Saturday, October 6, 2018

The trombone (or, rather, Canary-Island sack) as supreme Muse

COme Bacchus, God of Poetry, by right; | Lend me thine influence, whilst now I write. | Thy Sackbut can into my breast inspire | More active heat, than can Apollo's Lire. | He's an Vsurper; and his pow'r a crack, | If we his Helicon compare with Sack. | Lock up that Nectar but a year or two, | And see what all his Hippocrene can do. | That Trough of Pegasus! a pretious grace | To vaunt thus of an Hackney's wat'ring-place!

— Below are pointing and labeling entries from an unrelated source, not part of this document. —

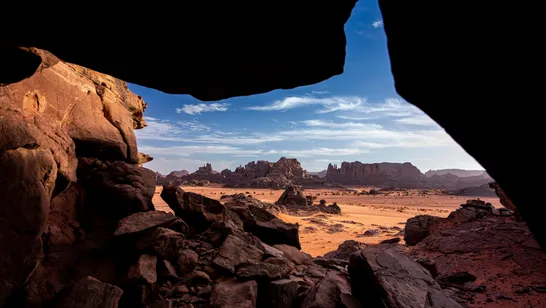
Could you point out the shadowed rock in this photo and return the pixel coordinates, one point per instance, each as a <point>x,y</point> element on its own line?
<point>143,221</point>
<point>231,293</point>
<point>91,293</point>
<point>386,277</point>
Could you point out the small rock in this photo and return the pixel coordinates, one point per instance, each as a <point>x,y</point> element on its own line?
<point>235,252</point>
<point>162,303</point>
<point>103,295</point>
<point>293,254</point>
<point>393,240</point>
<point>539,288</point>
<point>372,232</point>
<point>179,290</point>
<point>270,269</point>
<point>143,221</point>
<point>204,290</point>
<point>454,279</point>
<point>282,293</point>
<point>429,264</point>
<point>144,270</point>
<point>167,270</point>
<point>522,290</point>
<point>271,251</point>
<point>187,259</point>
<point>231,293</point>
<point>199,278</point>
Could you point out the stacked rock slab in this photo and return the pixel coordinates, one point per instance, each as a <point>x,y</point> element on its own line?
<point>69,171</point>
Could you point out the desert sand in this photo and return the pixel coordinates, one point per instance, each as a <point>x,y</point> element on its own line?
<point>322,233</point>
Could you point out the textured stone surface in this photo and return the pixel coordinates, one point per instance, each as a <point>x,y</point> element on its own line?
<point>387,277</point>
<point>91,293</point>
<point>231,293</point>
<point>391,174</point>
<point>143,221</point>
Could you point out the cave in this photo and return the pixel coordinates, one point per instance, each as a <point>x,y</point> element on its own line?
<point>479,71</point>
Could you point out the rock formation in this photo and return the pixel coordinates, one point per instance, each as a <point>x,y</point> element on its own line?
<point>384,174</point>
<point>504,199</point>
<point>296,202</point>
<point>259,174</point>
<point>457,172</point>
<point>403,176</point>
<point>70,171</point>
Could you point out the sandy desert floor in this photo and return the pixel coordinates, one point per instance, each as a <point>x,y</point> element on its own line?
<point>322,233</point>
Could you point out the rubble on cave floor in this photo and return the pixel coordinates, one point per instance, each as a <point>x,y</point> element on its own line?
<point>486,257</point>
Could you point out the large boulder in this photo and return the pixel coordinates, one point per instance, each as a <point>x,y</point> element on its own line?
<point>38,161</point>
<point>97,111</point>
<point>91,293</point>
<point>386,277</point>
<point>293,197</point>
<point>419,227</point>
<point>231,293</point>
<point>199,211</point>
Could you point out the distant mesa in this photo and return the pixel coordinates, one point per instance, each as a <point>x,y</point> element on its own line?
<point>320,174</point>
<point>287,172</point>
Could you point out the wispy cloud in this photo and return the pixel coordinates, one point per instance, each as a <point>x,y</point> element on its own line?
<point>377,24</point>
<point>330,104</point>
<point>189,150</point>
<point>200,108</point>
<point>320,92</point>
<point>422,120</point>
<point>365,135</point>
<point>329,124</point>
<point>317,152</point>
<point>193,126</point>
<point>358,118</point>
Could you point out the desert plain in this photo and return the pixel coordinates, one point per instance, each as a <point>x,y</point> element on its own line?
<point>383,214</point>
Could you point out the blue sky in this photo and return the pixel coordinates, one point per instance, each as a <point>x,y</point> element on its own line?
<point>354,116</point>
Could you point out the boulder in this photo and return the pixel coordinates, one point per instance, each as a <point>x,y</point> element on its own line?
<point>282,293</point>
<point>142,221</point>
<point>144,270</point>
<point>270,269</point>
<point>115,189</point>
<point>91,293</point>
<point>270,229</point>
<point>332,291</point>
<point>162,242</point>
<point>231,293</point>
<point>292,197</point>
<point>419,227</point>
<point>345,250</point>
<point>197,210</point>
<point>234,252</point>
<point>293,254</point>
<point>385,276</point>
<point>38,162</point>
<point>98,112</point>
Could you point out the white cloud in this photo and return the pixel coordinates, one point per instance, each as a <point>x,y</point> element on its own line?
<point>320,92</point>
<point>358,118</point>
<point>377,24</point>
<point>319,152</point>
<point>423,120</point>
<point>196,149</point>
<point>158,129</point>
<point>199,108</point>
<point>193,126</point>
<point>166,165</point>
<point>321,123</point>
<point>330,104</point>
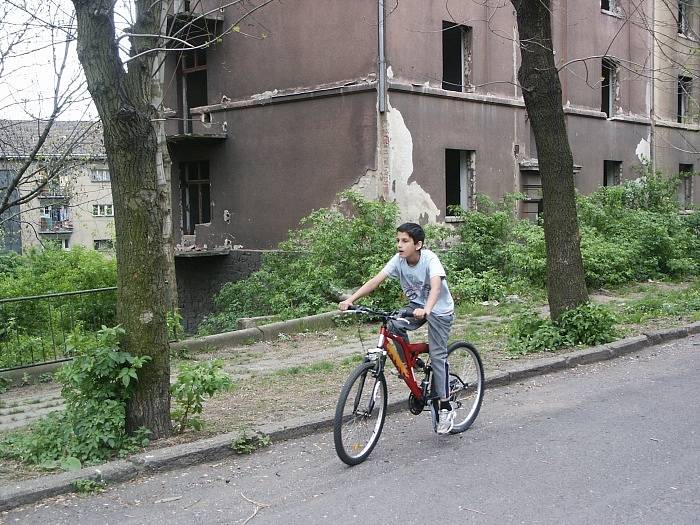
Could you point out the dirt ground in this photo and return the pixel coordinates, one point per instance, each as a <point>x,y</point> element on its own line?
<point>302,373</point>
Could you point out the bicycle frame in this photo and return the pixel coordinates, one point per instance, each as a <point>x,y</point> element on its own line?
<point>390,343</point>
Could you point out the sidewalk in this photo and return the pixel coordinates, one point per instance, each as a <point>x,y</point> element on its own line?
<point>25,492</point>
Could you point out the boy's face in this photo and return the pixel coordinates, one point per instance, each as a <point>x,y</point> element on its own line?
<point>407,248</point>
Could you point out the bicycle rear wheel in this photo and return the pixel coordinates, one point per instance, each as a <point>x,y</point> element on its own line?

     Thomas Shipman, "The Canary Islands" (1666), stanza 1 (of 7).  In Carolina, or, Loyal poems (London:  Printed for Samuel Heyrick, at Grayes-Inn-Gate in Holborn, and William Crook, at the Green Dragon without Temple-Bar, 1683), 115.  Viewed in Early English Books Online.  From the OED:
  • Crack:  an empty boast.
  • Helicon:  "a mountain in BÅ“otia, sacred to the Muses, in which rose the fountains of Aganippe and Hippocrene; by 16th and 17th century writers often confused with these. Hence used allusively in reference to poetic inspiration."  Also:  "An ancient acoustical instrument consisting of strings stretched over a resonance-box and capable of being adjusted to different lengths" (cf. "lire").  (And, ironically, from about 1875, "A large brass wind-instrument of a spiral form", roughly a sousaphone.)
  • Sack:  "a class of white wines formerly imported from Spain and the Canaries."
  • Hippocrene:  "Poetic or literary inspiration; [or] a source of this.  The Hippocrene spring . . . was sacred to the Muses, and its waters were said to imbue the drinker with poetic inspiration."
  • Pegasus:  "Greek Mythology.  The winged horse . .. which is said to have created the fountain Hippocrene, sacred to the Muses, with a stroke of its hoof; (hence) often represented as the favourite steed of the Muses, bearing poets on their flights of poetic inspiration."
     Forget Apollo's lyre.  Imbibe sackbutian fire.